I have a good Kuwaiti friend who would tell me that when he was growing up, Fintas was just a small beach place, a place he and his friends would camp out in the hot Kuwait summers. There was just a tree or two, and a shack on the beach, he told me. He also used to camp on the empty beaches of Salmiyya. (!) I loved listening to his old Kuwait stories.
This was my living room. It had great light from morning ’till night. No, none of this is my furniture, except all the bookcases. 🙂 It was a furnished apartment.

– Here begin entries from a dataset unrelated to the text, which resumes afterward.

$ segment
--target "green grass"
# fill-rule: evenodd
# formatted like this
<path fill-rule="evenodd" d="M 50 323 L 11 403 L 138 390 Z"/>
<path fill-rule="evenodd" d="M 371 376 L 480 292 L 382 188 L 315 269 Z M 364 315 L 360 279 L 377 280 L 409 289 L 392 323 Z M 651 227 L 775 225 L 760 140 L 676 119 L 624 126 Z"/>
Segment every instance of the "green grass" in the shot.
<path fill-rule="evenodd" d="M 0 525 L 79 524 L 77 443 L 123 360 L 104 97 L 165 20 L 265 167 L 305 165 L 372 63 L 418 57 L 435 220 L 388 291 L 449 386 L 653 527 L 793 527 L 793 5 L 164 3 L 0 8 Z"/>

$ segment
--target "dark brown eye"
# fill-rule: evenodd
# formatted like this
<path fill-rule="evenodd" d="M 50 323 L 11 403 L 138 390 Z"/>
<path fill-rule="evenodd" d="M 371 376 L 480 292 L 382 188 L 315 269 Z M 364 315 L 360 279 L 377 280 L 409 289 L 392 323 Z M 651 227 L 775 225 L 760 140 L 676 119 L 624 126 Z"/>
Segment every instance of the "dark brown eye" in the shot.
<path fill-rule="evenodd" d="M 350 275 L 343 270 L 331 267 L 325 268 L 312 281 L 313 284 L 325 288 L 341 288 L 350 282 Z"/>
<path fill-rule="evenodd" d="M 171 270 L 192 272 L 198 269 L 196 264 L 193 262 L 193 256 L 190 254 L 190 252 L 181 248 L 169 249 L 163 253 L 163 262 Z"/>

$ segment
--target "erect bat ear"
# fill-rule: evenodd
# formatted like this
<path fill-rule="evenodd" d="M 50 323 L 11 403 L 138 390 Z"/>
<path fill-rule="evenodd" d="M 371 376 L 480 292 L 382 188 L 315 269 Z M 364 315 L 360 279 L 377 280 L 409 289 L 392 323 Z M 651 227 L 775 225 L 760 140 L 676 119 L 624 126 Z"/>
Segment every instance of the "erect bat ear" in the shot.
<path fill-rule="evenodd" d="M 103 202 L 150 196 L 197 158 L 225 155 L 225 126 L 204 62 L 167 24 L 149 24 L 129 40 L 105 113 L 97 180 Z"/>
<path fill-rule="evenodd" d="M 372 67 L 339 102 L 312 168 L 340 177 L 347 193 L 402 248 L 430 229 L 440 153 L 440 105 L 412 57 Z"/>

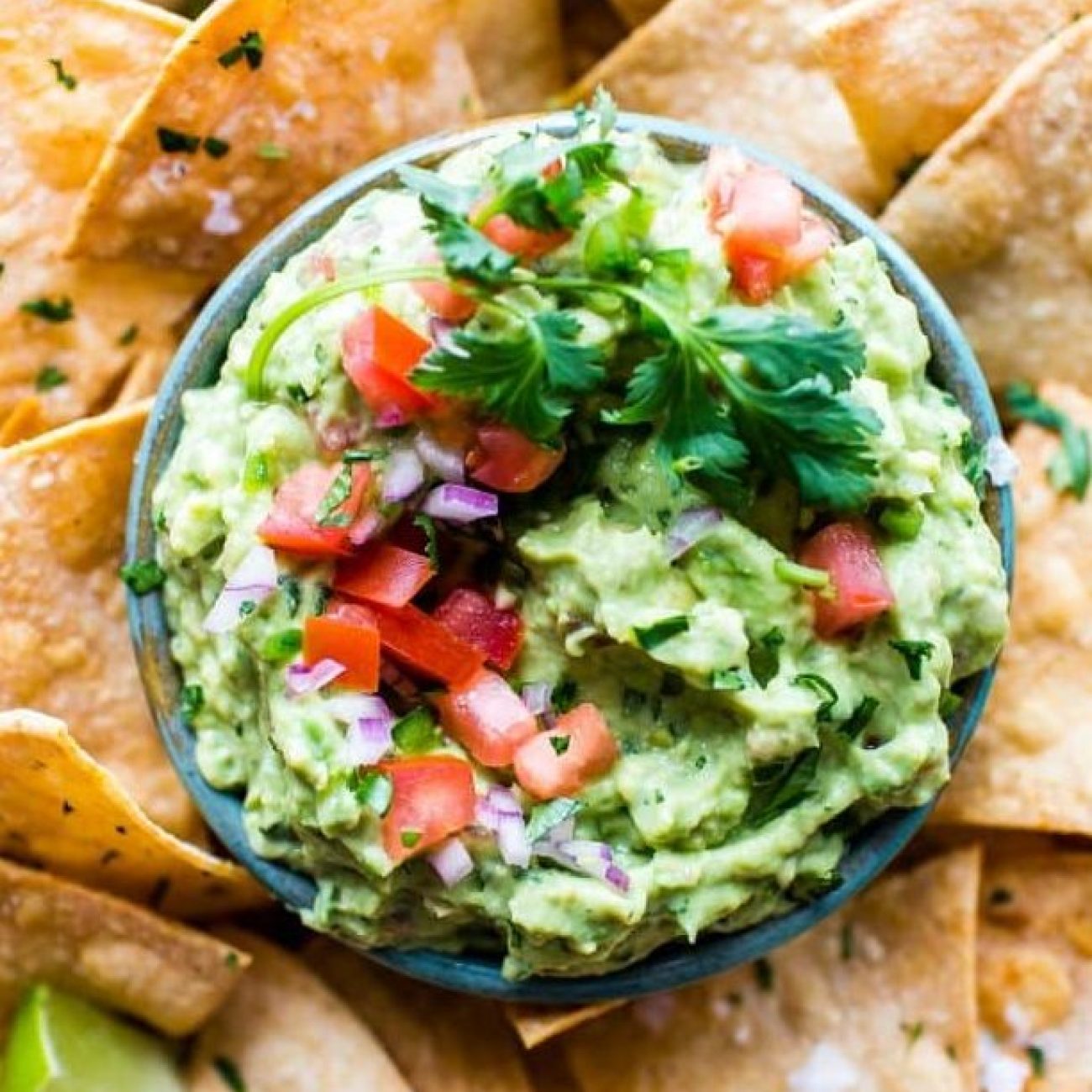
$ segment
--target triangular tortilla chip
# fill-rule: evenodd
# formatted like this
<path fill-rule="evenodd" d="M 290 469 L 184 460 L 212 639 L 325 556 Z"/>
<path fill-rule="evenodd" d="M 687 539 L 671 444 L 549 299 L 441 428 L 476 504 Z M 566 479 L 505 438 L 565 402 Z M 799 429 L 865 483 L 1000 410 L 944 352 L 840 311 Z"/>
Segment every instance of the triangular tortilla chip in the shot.
<path fill-rule="evenodd" d="M 118 578 L 136 404 L 0 449 L 0 709 L 59 716 L 161 827 L 201 826 L 136 675 Z"/>
<path fill-rule="evenodd" d="M 499 1004 L 394 974 L 330 940 L 304 954 L 390 1051 L 416 1092 L 531 1092 Z"/>
<path fill-rule="evenodd" d="M 1029 1092 L 1092 1088 L 1092 854 L 987 856 L 978 1005 L 984 1070 L 1022 1072 Z"/>
<path fill-rule="evenodd" d="M 565 85 L 558 0 L 456 0 L 462 39 L 486 112 L 542 110 Z M 498 17 L 499 15 L 499 17 Z"/>
<path fill-rule="evenodd" d="M 1045 384 L 1042 396 L 1092 428 L 1092 401 Z M 1092 500 L 1059 494 L 1047 477 L 1058 439 L 1021 425 L 1012 629 L 986 714 L 937 819 L 1092 834 Z"/>
<path fill-rule="evenodd" d="M 628 110 L 720 129 L 876 207 L 880 187 L 810 26 L 835 0 L 674 0 L 581 81 Z"/>
<path fill-rule="evenodd" d="M 204 933 L 0 860 L 0 1035 L 35 982 L 168 1035 L 189 1035 L 223 1005 L 249 962 Z"/>
<path fill-rule="evenodd" d="M 204 1028 L 188 1066 L 190 1092 L 411 1092 L 376 1036 L 307 966 L 241 929 L 218 936 L 253 957 L 230 1000 Z"/>
<path fill-rule="evenodd" d="M 980 857 L 887 877 L 767 961 L 571 1033 L 582 1092 L 966 1092 Z"/>
<path fill-rule="evenodd" d="M 122 123 L 71 251 L 226 273 L 335 178 L 476 111 L 450 0 L 218 0 Z"/>
<path fill-rule="evenodd" d="M 176 917 L 269 901 L 238 865 L 156 827 L 61 721 L 0 713 L 0 854 Z"/>
<path fill-rule="evenodd" d="M 0 422 L 35 394 L 46 426 L 106 408 L 138 357 L 162 369 L 174 348 L 192 276 L 60 254 L 114 130 L 185 25 L 129 0 L 0 3 Z"/>
<path fill-rule="evenodd" d="M 880 177 L 913 174 L 1088 0 L 857 0 L 817 27 Z"/>
<path fill-rule="evenodd" d="M 888 205 L 993 383 L 1080 381 L 1092 343 L 1092 19 L 1024 61 Z"/>

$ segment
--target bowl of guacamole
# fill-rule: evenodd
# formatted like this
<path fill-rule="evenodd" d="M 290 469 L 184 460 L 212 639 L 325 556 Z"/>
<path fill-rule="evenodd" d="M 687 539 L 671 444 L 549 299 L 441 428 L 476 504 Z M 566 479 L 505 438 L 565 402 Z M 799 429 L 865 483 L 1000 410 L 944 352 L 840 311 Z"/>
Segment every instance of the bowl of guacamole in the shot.
<path fill-rule="evenodd" d="M 131 503 L 145 685 L 308 926 L 494 996 L 679 985 L 943 788 L 1007 628 L 1000 443 L 938 297 L 795 169 L 605 97 L 432 139 L 182 345 Z"/>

This was my kitchen, which I loved because it was well planned, had great light and great shelf spaces. It also had a great place to store/display all my baskets:

This is Little Diamond’s bedroom, which was also my project room, this is what my project room usually looked like:

Here is a photo of one of the best parts – the moon rising over the Gulf, right outside my window, and shimmering over the park:

This is what I look like:

Here is my other blog:
World in Stitches
I haven’t asked my husband if I can share his photo. When I get a chance, I will ask, and if he says OK, I will show you a photo of him, too. 🙂
You know what Pete looks like!
Pet Peeve
Well, it’s not so much a pet peeve as a personal preference. When I arrived in Doha, I found “sets” in all my bathrooms.

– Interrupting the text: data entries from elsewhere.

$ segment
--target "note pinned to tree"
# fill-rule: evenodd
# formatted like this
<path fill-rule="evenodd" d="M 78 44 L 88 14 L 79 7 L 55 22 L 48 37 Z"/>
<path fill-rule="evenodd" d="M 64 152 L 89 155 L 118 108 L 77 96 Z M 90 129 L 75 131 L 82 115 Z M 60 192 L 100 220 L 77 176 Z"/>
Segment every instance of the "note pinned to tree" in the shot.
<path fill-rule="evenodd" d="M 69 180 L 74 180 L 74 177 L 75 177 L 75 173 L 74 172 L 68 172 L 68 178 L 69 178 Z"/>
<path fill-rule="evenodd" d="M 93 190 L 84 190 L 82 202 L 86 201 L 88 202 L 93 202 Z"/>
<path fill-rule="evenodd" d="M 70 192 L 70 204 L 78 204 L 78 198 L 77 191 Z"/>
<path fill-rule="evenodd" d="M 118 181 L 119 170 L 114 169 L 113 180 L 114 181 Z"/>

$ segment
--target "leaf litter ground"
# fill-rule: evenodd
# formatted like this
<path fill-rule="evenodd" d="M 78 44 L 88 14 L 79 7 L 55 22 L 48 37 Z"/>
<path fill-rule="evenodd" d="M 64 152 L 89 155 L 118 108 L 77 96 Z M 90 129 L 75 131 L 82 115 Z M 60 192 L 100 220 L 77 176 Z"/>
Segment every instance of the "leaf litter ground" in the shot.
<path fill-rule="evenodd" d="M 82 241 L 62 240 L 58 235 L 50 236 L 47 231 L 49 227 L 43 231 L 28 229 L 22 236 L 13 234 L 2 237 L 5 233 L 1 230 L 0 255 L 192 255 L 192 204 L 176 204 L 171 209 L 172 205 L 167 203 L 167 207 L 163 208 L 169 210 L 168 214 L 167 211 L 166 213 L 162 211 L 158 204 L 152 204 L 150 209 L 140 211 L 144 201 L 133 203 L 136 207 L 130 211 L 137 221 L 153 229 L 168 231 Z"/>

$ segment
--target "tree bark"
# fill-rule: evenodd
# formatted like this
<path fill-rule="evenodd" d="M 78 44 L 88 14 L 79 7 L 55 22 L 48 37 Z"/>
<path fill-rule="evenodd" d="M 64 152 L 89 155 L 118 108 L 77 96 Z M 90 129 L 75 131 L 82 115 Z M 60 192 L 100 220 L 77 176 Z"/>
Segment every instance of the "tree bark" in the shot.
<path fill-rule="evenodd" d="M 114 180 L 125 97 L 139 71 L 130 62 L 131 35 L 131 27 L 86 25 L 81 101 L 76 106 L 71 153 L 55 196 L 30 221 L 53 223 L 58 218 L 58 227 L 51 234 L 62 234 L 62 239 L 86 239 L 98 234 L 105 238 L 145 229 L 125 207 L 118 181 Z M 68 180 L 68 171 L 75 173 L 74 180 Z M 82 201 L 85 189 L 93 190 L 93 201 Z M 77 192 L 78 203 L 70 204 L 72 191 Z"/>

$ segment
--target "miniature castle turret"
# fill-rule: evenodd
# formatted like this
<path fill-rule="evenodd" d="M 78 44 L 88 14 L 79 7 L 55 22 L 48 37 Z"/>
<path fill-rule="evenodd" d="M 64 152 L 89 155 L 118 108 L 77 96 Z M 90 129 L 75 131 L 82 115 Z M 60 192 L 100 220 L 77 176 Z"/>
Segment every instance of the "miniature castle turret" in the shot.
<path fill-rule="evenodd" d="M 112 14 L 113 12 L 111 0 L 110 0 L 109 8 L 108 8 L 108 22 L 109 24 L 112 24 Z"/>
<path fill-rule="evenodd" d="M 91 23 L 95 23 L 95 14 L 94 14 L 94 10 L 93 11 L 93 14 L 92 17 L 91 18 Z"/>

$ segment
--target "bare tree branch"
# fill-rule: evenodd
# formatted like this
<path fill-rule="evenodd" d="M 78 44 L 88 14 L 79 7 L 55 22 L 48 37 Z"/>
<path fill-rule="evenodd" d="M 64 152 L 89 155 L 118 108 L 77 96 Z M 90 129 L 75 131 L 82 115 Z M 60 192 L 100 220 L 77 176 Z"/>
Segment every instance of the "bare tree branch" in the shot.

They weren’t garish, as you can see, they were just there, thick and fluffy, a toilet seat cover, a toilet mat, a bidet mat and a bathmat. None of them had rubber backings, which I consider a basic for a bathmat, which I DO like.
The others, I just consider dust catchers, and worse – unsanitary. Germ catchers. I took them all off, even though they were all brand new, I like the cleaner to be able to really clean all the bathrooms.
When I went to put them in the cupboard, the cupboard almost exploded with totally new “sets” all of which had been taken off by former corporate occupants. It is a total hoot.
I have asked AdventureMan to ask what is needed to get rid of these – if the sponsor wants them back (eeeewwwwwwww!) or if I can put them out for the trash guys who can sell them to someone who will sell them in the weekend market?
We also have a cupboard full of used DVD and Video players; I think previous occupants have been afraid to get rid of them. Another cupboard with four broken coffee makers, LLLOOOLLL.